Fig. 6: Functional improvement in perfused liver constructs.

a Hematoxylin and eosin of a transverse section of liver tissue construct with hepaptocyte-like morphology and no visible indication of apoptosis. b Immunofluorescence images showing presence of Alpha Fetoprotein (AFP) and hepatic P450 cytochrome CYP3A4, c Alpha-1 antitrypsin (AAT) and Cytokeratin 19 (KRT19). d Multiple drug resistance-associated protein (MRP2) and α1-antitrypsin (AAT), e Basic hepatic markers albumin (ALB) and hepatic nuclear factor (HNF4α) expression (f) Vimentin (VIM) and albumin (ALB). Scale bar 70 µm.

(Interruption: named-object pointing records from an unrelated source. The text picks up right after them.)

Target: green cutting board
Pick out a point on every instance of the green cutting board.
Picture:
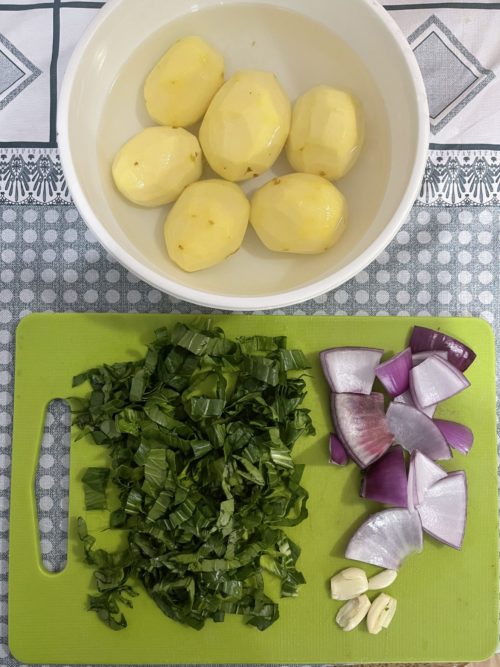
(447, 599)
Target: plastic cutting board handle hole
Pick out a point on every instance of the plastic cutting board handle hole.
(52, 484)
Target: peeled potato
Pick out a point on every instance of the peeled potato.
(299, 213)
(179, 88)
(246, 125)
(206, 224)
(155, 166)
(326, 134)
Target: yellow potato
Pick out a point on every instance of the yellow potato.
(155, 166)
(206, 224)
(179, 88)
(246, 125)
(299, 213)
(326, 134)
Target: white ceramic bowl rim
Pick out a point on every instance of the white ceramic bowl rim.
(239, 303)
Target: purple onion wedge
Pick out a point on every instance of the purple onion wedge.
(414, 430)
(425, 474)
(418, 357)
(394, 373)
(435, 380)
(386, 538)
(407, 399)
(458, 436)
(424, 339)
(444, 510)
(385, 480)
(350, 370)
(361, 426)
(411, 491)
(338, 454)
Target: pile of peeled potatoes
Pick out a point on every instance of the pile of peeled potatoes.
(246, 122)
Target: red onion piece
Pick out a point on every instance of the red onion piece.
(418, 357)
(424, 339)
(444, 510)
(407, 399)
(414, 430)
(385, 480)
(338, 454)
(435, 380)
(361, 426)
(386, 538)
(425, 474)
(350, 370)
(411, 490)
(394, 373)
(458, 436)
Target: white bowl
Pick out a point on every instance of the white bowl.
(351, 44)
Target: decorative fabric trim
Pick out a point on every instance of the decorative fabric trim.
(461, 178)
(452, 178)
(32, 176)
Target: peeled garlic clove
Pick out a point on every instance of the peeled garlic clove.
(353, 612)
(381, 613)
(382, 580)
(348, 584)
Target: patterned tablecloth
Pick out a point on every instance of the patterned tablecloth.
(444, 261)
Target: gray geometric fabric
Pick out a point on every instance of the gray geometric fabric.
(452, 75)
(443, 262)
(16, 71)
(446, 83)
(9, 73)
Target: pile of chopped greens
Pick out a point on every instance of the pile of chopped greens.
(199, 435)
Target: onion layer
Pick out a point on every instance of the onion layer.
(424, 339)
(394, 373)
(435, 380)
(444, 510)
(350, 370)
(414, 430)
(385, 480)
(458, 436)
(361, 426)
(386, 538)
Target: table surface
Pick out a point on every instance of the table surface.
(444, 261)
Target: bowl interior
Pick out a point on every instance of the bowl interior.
(325, 42)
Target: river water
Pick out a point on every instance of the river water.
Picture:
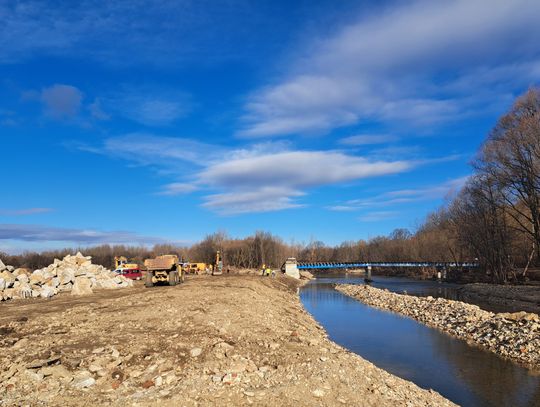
(467, 375)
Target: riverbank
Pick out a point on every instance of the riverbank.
(227, 340)
(515, 336)
(522, 297)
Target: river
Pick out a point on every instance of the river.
(467, 375)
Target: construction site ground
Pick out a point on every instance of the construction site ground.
(222, 340)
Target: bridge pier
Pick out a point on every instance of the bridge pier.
(368, 273)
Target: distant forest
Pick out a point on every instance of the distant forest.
(495, 218)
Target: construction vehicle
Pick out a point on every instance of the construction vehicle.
(217, 270)
(128, 270)
(163, 269)
(121, 262)
(196, 268)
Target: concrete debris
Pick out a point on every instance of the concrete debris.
(75, 274)
(167, 348)
(512, 335)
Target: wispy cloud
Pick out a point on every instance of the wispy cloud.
(368, 139)
(37, 233)
(256, 178)
(59, 101)
(148, 105)
(378, 216)
(23, 212)
(388, 68)
(403, 196)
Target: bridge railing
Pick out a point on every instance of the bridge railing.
(334, 265)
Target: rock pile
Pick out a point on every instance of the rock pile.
(512, 335)
(75, 274)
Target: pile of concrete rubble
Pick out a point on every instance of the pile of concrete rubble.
(512, 335)
(75, 274)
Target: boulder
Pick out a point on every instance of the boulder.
(67, 276)
(47, 291)
(8, 278)
(82, 286)
(23, 290)
(22, 277)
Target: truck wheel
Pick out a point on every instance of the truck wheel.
(173, 277)
(148, 280)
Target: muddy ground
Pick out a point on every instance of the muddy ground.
(227, 340)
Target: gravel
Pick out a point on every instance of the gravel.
(515, 336)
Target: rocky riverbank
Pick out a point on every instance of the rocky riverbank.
(512, 335)
(225, 340)
(505, 297)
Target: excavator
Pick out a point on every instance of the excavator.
(163, 269)
(128, 270)
(217, 270)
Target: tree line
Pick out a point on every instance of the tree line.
(494, 219)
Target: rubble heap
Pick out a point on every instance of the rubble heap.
(75, 274)
(512, 335)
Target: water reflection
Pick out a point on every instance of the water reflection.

Representative images on (a) through (f) were acquired in three independent experiments; all experiments produced similar results. g Heatmap representation of fold change gene expression levels normalized to control 2D cell culture and compared to standard hepatic organoids and perfused liver constructs; rows are centered and scaled. Gene expression data for hepatic 2D culture and hepatic organoids are from Kumar et al.¹⁰³. Color bar represents normalized fold change (dimensionless) in the expression of the corresponding genes. h Perfused hepatic constructs produced albumin (97.6 ± 23.1 ng/h/10⁶ cells, n = 3) and urea (i) (1.4 ± 0.2 µg/h/10⁶ cells, n = 3). j Quantification of drug metabolism in perfused hepatic constructs. Based on the data for Quinidine (left, n = 3) Metaclopramide (middle, n = 3) and Theophylline (right, n = 3), prediction of human in vivo drug clearance was done for the corresponding drugs based on well-stirred model, with calculated predicted fold error (PFE) shown. Data are derived from independent experiments and are represented as mean ± SEM.